When he was older, he changed his mind about this dream. One day Elder Haight was sitting with his wife and three children—one of whom was about to be married—in a sealing room of the Los Angeles Temple. Looking around the room, he thought, “David, you had your priorities all mixed up. Being a hero in a worldly event isn’t the great moment of life. … The great moment … is here, … because all I have that is really important is in this room. All of my children are committed to the Church.”1
Born on 2 September 1906 in Oakley, Idaho, David enjoyed serving others during his Aaronic Priesthood years. He said, “We accounted for all of our members and would see that they were all at church. We enjoyed being together. We chopped wood for the elderly and the widows, filled the coal bins at church, cleaned the meetinghouse, swept the steps, raked the gravel yard, saw that the sacrament trays and lace sacrament cloths were clean. …

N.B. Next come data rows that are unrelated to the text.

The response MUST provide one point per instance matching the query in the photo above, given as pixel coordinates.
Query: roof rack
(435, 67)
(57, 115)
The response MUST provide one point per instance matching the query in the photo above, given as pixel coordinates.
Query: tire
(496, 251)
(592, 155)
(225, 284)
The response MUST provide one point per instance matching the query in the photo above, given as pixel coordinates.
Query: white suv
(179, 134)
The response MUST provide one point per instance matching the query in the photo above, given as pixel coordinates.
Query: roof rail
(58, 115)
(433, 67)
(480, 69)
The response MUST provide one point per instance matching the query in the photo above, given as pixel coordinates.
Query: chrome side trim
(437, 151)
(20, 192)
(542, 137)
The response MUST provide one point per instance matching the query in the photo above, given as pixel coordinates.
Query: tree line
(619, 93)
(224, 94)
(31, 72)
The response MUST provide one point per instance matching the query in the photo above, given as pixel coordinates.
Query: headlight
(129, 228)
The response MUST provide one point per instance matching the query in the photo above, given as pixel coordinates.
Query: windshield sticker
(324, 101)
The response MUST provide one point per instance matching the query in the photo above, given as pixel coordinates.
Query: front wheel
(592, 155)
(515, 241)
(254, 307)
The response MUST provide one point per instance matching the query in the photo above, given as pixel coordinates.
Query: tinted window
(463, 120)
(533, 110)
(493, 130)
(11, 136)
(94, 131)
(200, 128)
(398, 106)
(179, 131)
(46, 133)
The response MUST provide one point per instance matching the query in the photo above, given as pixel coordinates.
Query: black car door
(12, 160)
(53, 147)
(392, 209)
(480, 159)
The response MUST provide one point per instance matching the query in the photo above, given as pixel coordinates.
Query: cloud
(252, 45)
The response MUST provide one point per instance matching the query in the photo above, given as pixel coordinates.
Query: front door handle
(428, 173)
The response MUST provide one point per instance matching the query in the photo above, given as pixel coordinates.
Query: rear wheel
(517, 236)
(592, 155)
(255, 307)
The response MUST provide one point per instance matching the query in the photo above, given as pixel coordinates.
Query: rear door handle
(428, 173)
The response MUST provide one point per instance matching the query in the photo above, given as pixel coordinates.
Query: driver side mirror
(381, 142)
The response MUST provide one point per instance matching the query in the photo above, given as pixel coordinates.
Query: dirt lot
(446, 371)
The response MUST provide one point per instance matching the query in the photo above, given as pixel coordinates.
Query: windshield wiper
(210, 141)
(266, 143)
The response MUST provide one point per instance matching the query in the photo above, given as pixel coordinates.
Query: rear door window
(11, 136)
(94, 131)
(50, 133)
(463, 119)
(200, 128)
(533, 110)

“We were part of the Church and the Church was part of us. We knew it; we felt it! We held the priesthood of God!”2
During high school David played basketball and football. The school bought some inexpensive jerseys for the 12 players on the football team. But the players had to wear their basketball shoes. Their chemistry teacher, the only one at Oakley High who had actually seen a football game, taught them a few simple plays.

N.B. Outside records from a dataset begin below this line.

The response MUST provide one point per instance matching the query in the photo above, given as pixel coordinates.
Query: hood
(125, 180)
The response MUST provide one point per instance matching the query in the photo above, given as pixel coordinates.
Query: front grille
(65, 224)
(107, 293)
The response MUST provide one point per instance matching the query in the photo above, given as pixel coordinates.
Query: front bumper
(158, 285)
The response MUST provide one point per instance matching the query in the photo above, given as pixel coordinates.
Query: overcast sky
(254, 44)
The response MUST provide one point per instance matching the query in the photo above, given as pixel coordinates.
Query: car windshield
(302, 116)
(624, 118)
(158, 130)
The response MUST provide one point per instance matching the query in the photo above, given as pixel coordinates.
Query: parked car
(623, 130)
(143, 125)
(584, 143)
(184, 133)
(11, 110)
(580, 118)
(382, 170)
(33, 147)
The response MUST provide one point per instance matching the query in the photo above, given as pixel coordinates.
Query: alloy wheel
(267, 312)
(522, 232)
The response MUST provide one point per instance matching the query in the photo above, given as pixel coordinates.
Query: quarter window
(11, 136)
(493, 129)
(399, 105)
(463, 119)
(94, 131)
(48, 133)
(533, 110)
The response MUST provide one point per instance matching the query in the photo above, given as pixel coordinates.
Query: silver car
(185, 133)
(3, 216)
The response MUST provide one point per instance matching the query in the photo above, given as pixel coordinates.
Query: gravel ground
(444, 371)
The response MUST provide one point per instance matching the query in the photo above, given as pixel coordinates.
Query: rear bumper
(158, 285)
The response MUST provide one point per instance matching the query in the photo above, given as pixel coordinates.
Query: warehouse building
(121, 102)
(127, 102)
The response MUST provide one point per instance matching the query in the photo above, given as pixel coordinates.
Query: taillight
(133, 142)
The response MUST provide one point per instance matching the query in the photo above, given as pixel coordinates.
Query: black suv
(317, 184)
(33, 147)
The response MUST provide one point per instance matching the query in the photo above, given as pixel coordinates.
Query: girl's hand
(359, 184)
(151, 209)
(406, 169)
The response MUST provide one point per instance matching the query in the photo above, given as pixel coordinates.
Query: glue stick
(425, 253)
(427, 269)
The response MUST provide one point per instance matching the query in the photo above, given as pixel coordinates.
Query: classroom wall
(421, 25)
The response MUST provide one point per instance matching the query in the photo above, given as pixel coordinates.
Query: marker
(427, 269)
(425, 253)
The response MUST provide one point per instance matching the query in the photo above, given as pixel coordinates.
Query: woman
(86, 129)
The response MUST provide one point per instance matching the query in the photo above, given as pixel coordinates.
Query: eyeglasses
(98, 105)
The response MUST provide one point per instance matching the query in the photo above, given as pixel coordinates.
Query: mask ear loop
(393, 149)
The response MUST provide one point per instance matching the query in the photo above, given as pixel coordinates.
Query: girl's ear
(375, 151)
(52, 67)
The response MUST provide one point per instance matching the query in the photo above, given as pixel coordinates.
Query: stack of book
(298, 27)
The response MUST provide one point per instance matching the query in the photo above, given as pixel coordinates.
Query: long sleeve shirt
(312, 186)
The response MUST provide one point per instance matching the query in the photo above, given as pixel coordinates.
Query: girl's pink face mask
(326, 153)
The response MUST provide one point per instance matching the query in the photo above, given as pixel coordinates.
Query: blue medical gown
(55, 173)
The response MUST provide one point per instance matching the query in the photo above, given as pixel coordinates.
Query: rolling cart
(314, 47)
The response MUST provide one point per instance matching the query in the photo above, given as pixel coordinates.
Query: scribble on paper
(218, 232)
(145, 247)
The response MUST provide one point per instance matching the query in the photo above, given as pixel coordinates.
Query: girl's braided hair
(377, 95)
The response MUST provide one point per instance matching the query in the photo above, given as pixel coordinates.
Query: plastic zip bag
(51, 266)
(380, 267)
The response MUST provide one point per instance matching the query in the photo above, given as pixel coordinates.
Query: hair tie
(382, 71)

The school’s first-ever football game was against Twin Falls, the previous year’s Idaho state champs. David was amazed as he saw 39 players in full uniform run onto the field to warm up.
David explained: “After two plays we didn’t have any desire to have the ball—so we would kick it, and soon they would score. When they got the ball, they would run a baffling play and score. Our problem was to get rid of the ball—it was less punishing.”
In the final minutes, one of David’s teammates intercepted a pass and ran for his life. He scored, making the final score 106 to 6. About this game, Elder Haight later said, “In all things success depends upon previous preparation.”3
After high school, David studied business at Utah State University. He graduated, found a job at a Salt Lake City department store, and was put in charge of hiring new employees. That’s when he met his sweetheart, Ruby Olson.
After spring term at the University of Utah, Ruby was hired to work at the store where David worked. He soon asked her to lunch. They dated for a year and were married in the Salt Lake Temple on 4 September 1930. Elder Haight said, “Ruby and I were married the right way, sealed in the temple with its divine covenants and commitments that promote trustworthiness, faithfulness, devotion, and dedication.”4 He and Ruby enjoyed 74 years of marriage. They have 3 children, 18 grandchildren, and 78 great-grandchildren.
In his career, Elder Haight was a successful businessman and served two terms as mayor of Palo Alto, California. He resigned as mayor when he was called to preside over the Scottish Mission.
Elder Haight’s family and the Church were important to him, even more so after an experience he had while serving in the U.S. Navy during World War II. One night, while flying over the Pacific Ocean on his way from California to Hawaii, he looked out the plane’s window and saw flames coming out of an engine. “It was spewing so much fire that I thought the plane was on fire, which caused me great concern. I wondered about my family, whether I would see them again,” he recalled.
David couldn’t sleep that night, so he prayed. “I made a commitment to the Lord that if I got out of the war alive and back with my family, the Church would always come first in my life. … Before then it seemed to me that I didn’t have my priorities in proper order. That night I reappraised my life and recommitted myself to the Lord.”5
The plane arrived safely, and Elder Haight kept his commitment to the end of his life.